Part Two — The Exile
Vana Parva — The Book of the Forest
Arjuna and the Mountain God
Arjuna went up into the Himalaya and gave himself to penance with the same total appetite he had once given to the bow in the dark — eating less and less, standing longer and longer, until the heat of his austerity reached the gods and they began to take notice of a man making himself into a question they would have to answer.
The first to answer came disguised as a hunter. As Arjuna tracked a great boar, another arrow struck it at the same instant as his own, and a wild mountain man — broad, matted, terrible — claimed the kill as his. They argued, then they fought, and the fight did not go the way Arjuna’s fights went. His arrows ran out and did nothing; his bow, Gandiva, was taken from his hands; his strength, the wonder of two courts, was simply not enough. Beaten down to nothing, he made a small earthen image of Shiva, as Ekalavya had once made one of Drona, and offered his worship to it — and the garland he laid on the clay appeared around the neck of the hunter standing over him. The wild man was Shiva, who fights the people he means to gift, and will not give a weapon to a man he has not first reduced to the truth of his own limits.
Arjuna had passed by losing well. Shiva gave him the Pashupata, the weapon that ordinary war does not survive, with the discipline folded into the gift: it was not to be loosed at any lesser provocation, not to be spent on pride, not to be used against one who could not match it. The greatest arms in this story always arrive leashed to a restraint, and the warriors who matter are the ones who keep the leash on.
Then the guardians of the directions came, the great gods of the quarters, and each gave Arjuna a weapon of his own — fire and water and wind and death answering to a man who had made himself worthy of being answered. And last, Indra, his own divine father, sent his charioteer Matali down with a celestial car and took Arjuna up into the heaven of the gods.
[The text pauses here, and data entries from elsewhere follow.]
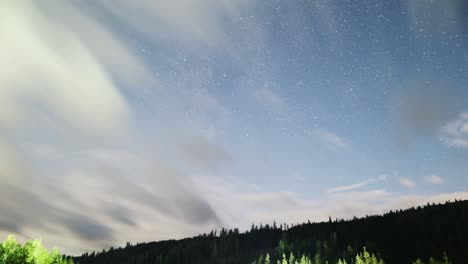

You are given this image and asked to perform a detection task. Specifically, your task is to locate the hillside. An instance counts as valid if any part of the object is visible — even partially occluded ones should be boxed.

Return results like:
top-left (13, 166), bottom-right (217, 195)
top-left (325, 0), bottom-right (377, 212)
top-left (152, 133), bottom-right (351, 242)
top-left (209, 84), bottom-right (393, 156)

top-left (75, 201), bottom-right (468, 264)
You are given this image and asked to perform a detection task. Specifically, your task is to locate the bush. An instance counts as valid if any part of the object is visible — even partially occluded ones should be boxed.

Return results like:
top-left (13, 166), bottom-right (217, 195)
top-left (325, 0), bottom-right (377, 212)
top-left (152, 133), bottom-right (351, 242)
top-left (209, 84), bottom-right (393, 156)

top-left (0, 235), bottom-right (73, 264)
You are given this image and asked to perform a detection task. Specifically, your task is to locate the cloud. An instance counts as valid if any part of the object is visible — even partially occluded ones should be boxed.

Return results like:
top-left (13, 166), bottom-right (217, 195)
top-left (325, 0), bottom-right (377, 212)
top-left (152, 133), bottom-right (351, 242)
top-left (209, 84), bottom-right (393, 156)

top-left (439, 112), bottom-right (468, 149)
top-left (315, 129), bottom-right (349, 149)
top-left (254, 83), bottom-right (286, 110)
top-left (425, 175), bottom-right (444, 184)
top-left (0, 0), bottom-right (229, 253)
top-left (394, 81), bottom-right (460, 150)
top-left (94, 0), bottom-right (253, 46)
top-left (190, 176), bottom-right (468, 230)
top-left (327, 175), bottom-right (387, 193)
top-left (181, 137), bottom-right (231, 170)
top-left (0, 1), bottom-right (130, 139)
top-left (399, 178), bottom-right (416, 189)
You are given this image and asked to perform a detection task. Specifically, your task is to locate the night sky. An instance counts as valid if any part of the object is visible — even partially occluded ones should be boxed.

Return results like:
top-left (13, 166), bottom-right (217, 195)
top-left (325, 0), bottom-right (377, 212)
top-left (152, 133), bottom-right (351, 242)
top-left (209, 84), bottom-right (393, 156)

top-left (0, 0), bottom-right (468, 254)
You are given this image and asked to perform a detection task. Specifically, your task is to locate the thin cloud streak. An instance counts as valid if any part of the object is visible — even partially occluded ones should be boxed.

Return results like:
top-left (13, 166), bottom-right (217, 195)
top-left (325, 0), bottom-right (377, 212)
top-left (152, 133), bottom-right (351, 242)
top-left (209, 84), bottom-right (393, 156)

top-left (327, 175), bottom-right (387, 193)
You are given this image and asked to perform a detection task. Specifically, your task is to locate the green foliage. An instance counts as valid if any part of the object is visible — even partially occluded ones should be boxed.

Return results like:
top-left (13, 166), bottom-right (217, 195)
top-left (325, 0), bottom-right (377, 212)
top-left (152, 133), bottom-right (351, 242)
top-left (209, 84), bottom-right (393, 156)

top-left (0, 235), bottom-right (73, 264)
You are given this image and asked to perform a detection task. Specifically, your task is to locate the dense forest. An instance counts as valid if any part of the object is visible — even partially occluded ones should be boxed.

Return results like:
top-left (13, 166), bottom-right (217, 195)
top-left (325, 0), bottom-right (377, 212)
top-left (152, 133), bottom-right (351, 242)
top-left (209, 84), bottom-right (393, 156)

top-left (74, 201), bottom-right (468, 264)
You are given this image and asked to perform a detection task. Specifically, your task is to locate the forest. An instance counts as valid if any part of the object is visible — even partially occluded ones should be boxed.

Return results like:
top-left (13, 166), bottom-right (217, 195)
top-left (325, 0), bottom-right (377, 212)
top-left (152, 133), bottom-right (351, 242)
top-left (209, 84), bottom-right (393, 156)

top-left (74, 201), bottom-right (468, 264)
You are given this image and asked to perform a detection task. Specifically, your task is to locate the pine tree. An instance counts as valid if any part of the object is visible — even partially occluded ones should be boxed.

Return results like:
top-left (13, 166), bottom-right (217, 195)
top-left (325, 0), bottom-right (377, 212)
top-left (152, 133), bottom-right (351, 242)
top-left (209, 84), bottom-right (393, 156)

top-left (265, 253), bottom-right (270, 264)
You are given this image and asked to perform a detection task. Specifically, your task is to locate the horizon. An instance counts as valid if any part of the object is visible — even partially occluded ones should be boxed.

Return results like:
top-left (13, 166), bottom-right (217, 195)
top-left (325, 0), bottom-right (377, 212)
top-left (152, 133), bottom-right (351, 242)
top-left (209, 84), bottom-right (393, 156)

top-left (0, 0), bottom-right (468, 255)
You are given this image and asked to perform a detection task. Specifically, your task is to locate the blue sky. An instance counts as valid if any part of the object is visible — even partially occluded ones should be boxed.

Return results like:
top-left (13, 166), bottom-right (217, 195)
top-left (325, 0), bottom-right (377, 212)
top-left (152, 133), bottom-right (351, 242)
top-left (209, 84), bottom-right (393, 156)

top-left (0, 0), bottom-right (468, 253)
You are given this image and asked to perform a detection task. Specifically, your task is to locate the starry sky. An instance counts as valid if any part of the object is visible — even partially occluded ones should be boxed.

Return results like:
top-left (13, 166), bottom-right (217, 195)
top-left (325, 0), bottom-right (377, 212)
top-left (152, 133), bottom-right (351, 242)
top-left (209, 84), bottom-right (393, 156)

top-left (0, 0), bottom-right (468, 254)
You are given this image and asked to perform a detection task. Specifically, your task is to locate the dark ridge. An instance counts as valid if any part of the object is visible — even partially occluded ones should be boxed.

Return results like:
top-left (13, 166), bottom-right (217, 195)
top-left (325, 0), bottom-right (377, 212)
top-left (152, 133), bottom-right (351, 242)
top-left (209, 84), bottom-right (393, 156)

top-left (74, 200), bottom-right (468, 264)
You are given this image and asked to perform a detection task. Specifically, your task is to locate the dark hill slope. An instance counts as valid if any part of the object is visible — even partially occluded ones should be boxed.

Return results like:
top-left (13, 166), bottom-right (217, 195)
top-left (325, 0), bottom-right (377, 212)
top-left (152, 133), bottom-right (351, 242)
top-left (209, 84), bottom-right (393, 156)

top-left (74, 201), bottom-right (468, 264)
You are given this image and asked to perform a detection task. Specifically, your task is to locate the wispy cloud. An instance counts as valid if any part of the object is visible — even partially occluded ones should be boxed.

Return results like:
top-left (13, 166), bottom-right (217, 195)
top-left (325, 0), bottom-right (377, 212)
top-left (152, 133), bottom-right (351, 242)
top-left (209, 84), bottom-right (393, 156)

top-left (327, 175), bottom-right (387, 193)
top-left (315, 129), bottom-right (349, 149)
top-left (255, 84), bottom-right (286, 110)
top-left (440, 112), bottom-right (468, 149)
top-left (425, 175), bottom-right (444, 184)
top-left (399, 178), bottom-right (416, 189)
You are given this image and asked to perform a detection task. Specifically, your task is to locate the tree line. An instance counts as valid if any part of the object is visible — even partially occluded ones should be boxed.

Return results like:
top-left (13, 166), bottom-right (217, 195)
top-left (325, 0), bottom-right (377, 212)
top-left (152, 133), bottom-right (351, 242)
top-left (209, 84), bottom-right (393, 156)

top-left (74, 201), bottom-right (468, 264)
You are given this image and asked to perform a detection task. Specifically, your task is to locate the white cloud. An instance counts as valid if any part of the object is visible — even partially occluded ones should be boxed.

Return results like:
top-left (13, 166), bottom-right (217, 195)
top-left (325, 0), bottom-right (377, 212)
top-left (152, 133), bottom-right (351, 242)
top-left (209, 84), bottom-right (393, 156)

top-left (255, 84), bottom-right (286, 110)
top-left (400, 178), bottom-right (416, 189)
top-left (327, 175), bottom-right (387, 193)
top-left (315, 129), bottom-right (349, 149)
top-left (440, 112), bottom-right (468, 149)
top-left (0, 1), bottom-right (130, 135)
top-left (100, 0), bottom-right (254, 46)
top-left (425, 175), bottom-right (444, 184)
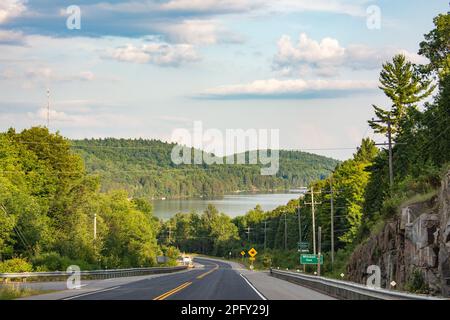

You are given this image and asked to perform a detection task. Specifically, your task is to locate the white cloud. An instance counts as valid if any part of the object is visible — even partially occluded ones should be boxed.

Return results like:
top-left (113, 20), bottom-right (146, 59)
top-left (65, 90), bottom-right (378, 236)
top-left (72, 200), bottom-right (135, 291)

top-left (25, 67), bottom-right (95, 82)
top-left (266, 0), bottom-right (369, 17)
top-left (273, 33), bottom-right (426, 76)
top-left (0, 30), bottom-right (25, 45)
top-left (106, 42), bottom-right (199, 66)
top-left (157, 19), bottom-right (243, 45)
top-left (0, 0), bottom-right (26, 24)
top-left (201, 79), bottom-right (377, 98)
top-left (160, 0), bottom-right (265, 13)
top-left (95, 0), bottom-right (369, 16)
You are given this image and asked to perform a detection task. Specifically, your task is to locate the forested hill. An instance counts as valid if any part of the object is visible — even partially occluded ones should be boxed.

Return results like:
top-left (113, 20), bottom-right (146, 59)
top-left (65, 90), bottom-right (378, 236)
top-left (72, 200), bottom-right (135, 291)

top-left (72, 138), bottom-right (338, 198)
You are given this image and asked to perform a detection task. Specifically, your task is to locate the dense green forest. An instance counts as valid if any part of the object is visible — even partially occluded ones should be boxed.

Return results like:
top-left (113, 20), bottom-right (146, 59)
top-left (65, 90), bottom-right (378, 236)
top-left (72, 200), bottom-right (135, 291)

top-left (0, 13), bottom-right (450, 275)
top-left (73, 138), bottom-right (338, 198)
top-left (0, 128), bottom-right (178, 272)
top-left (161, 13), bottom-right (450, 276)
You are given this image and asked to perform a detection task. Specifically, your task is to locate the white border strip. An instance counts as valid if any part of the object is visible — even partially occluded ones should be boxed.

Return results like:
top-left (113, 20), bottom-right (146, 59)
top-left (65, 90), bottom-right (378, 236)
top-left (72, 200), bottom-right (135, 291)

top-left (240, 273), bottom-right (267, 300)
top-left (62, 286), bottom-right (120, 300)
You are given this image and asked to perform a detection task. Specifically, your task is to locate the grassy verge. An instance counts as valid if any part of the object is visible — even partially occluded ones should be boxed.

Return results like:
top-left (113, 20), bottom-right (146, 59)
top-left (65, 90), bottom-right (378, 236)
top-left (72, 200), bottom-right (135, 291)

top-left (0, 284), bottom-right (53, 300)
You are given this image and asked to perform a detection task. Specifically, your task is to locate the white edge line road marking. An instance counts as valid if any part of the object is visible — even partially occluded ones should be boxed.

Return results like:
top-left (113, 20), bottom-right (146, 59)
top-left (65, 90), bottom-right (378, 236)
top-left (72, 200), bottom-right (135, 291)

top-left (62, 286), bottom-right (120, 300)
top-left (240, 273), bottom-right (267, 300)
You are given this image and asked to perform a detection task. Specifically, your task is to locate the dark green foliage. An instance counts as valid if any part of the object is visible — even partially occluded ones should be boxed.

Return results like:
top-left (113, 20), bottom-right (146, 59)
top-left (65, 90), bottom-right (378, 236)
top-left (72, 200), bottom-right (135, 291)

top-left (0, 128), bottom-right (164, 270)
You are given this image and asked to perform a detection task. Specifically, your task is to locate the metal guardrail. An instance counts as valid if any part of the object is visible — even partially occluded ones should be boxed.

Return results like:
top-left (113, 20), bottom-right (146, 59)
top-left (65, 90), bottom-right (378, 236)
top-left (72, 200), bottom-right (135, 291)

top-left (0, 266), bottom-right (188, 281)
top-left (270, 269), bottom-right (445, 300)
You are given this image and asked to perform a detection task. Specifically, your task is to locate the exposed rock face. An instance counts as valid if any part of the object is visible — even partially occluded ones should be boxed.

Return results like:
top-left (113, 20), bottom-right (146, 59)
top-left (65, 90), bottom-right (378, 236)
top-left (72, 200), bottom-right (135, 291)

top-left (347, 172), bottom-right (450, 297)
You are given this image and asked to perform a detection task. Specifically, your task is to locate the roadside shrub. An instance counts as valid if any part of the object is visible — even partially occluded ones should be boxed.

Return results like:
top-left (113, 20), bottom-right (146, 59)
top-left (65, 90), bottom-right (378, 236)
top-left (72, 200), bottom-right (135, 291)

top-left (33, 252), bottom-right (95, 271)
top-left (0, 258), bottom-right (33, 273)
top-left (405, 269), bottom-right (430, 294)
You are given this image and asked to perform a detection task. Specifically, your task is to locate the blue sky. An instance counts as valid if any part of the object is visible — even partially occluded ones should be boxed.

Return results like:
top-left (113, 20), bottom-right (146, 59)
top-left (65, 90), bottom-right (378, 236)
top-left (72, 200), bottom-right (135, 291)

top-left (0, 0), bottom-right (448, 159)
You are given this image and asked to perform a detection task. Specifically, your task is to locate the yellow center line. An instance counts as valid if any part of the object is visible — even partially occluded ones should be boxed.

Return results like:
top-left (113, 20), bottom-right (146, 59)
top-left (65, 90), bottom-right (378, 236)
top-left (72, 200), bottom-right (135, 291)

top-left (153, 264), bottom-right (219, 300)
top-left (197, 264), bottom-right (219, 279)
top-left (153, 282), bottom-right (192, 300)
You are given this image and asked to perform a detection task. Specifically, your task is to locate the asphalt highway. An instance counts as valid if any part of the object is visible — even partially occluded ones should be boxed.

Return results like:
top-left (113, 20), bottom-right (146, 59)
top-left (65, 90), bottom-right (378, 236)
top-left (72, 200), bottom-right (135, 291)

top-left (70, 258), bottom-right (264, 300)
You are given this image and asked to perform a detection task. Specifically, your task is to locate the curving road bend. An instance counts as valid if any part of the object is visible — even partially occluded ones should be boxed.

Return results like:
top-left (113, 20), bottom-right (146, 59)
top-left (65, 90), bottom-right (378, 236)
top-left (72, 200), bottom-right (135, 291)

top-left (67, 258), bottom-right (264, 300)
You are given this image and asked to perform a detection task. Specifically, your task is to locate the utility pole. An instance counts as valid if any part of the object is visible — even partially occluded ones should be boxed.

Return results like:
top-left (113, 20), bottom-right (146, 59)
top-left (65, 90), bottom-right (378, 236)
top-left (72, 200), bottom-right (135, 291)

top-left (305, 186), bottom-right (321, 254)
top-left (246, 227), bottom-right (252, 242)
top-left (264, 221), bottom-right (267, 251)
top-left (47, 89), bottom-right (50, 130)
top-left (94, 213), bottom-right (97, 240)
top-left (284, 212), bottom-right (287, 250)
top-left (330, 179), bottom-right (334, 268)
top-left (297, 204), bottom-right (302, 243)
top-left (372, 113), bottom-right (394, 192)
top-left (167, 224), bottom-right (172, 244)
top-left (317, 227), bottom-right (322, 277)
top-left (388, 119), bottom-right (394, 192)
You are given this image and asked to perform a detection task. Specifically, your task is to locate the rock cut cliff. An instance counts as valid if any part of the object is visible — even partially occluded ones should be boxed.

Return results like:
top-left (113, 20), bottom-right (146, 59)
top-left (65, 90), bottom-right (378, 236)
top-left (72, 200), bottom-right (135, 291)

top-left (347, 171), bottom-right (450, 297)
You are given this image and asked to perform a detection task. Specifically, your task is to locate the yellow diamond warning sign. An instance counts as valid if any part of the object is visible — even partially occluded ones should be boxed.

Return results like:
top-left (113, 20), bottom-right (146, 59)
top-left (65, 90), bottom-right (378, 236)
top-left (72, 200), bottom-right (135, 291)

top-left (248, 248), bottom-right (258, 258)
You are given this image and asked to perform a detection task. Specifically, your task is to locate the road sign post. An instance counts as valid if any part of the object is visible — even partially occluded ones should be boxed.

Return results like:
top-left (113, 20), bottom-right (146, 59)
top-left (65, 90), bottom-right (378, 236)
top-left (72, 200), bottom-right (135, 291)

top-left (300, 254), bottom-right (323, 265)
top-left (248, 248), bottom-right (258, 270)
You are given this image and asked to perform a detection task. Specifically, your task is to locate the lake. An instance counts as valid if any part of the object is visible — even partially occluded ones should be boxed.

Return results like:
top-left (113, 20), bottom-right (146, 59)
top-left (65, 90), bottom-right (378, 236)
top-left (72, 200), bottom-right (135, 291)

top-left (153, 193), bottom-right (300, 220)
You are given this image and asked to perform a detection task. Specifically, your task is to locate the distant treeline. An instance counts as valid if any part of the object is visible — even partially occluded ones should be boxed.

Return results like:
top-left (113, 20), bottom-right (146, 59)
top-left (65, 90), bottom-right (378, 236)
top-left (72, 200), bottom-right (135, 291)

top-left (72, 138), bottom-right (338, 198)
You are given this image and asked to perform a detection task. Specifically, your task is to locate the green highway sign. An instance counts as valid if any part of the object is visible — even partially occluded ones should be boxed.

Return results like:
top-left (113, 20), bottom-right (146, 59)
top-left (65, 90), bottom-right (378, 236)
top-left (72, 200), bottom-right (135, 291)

top-left (300, 254), bottom-right (323, 264)
top-left (297, 241), bottom-right (309, 253)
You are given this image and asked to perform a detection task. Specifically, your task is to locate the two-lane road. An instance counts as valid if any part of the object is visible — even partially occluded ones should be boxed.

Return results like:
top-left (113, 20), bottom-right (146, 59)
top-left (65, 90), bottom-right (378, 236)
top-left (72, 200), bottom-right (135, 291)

top-left (70, 258), bottom-right (264, 300)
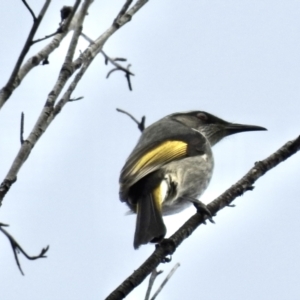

He lived there a long while as Indra’s son, learning to wield what he had been given, learning from the gods’ own teachers the use of weapons that no forest could have taught him. The heaven offered him its pleasures, and one of them refused, the apsara Urvashi, laid a curse on him for the refusal — that he would spend a year as a eunuch, neither man nor warrior. Indra softened it to a single year of Arjuna’s choosing, and the story files the curse away with its usual patience: it will be drawn out, exactly when it is needed, to hide the greatest archer alive inside a dancing-master’s anklets in the thirteenth year.
While Arjuna gathered an arsenal in heaven, the family in the forest had only his absence, and it sat heavily on them. Years were passing. The weapons were being won, but the man who would wield them was not at the fireside, and the others marked the seasons by stories told to fill the place where he should have been. One of those stories was about a king who had lost everything at dice and walked into a forest with his wife — which is to say, it was about them, told slant, so that they could bear to hear it.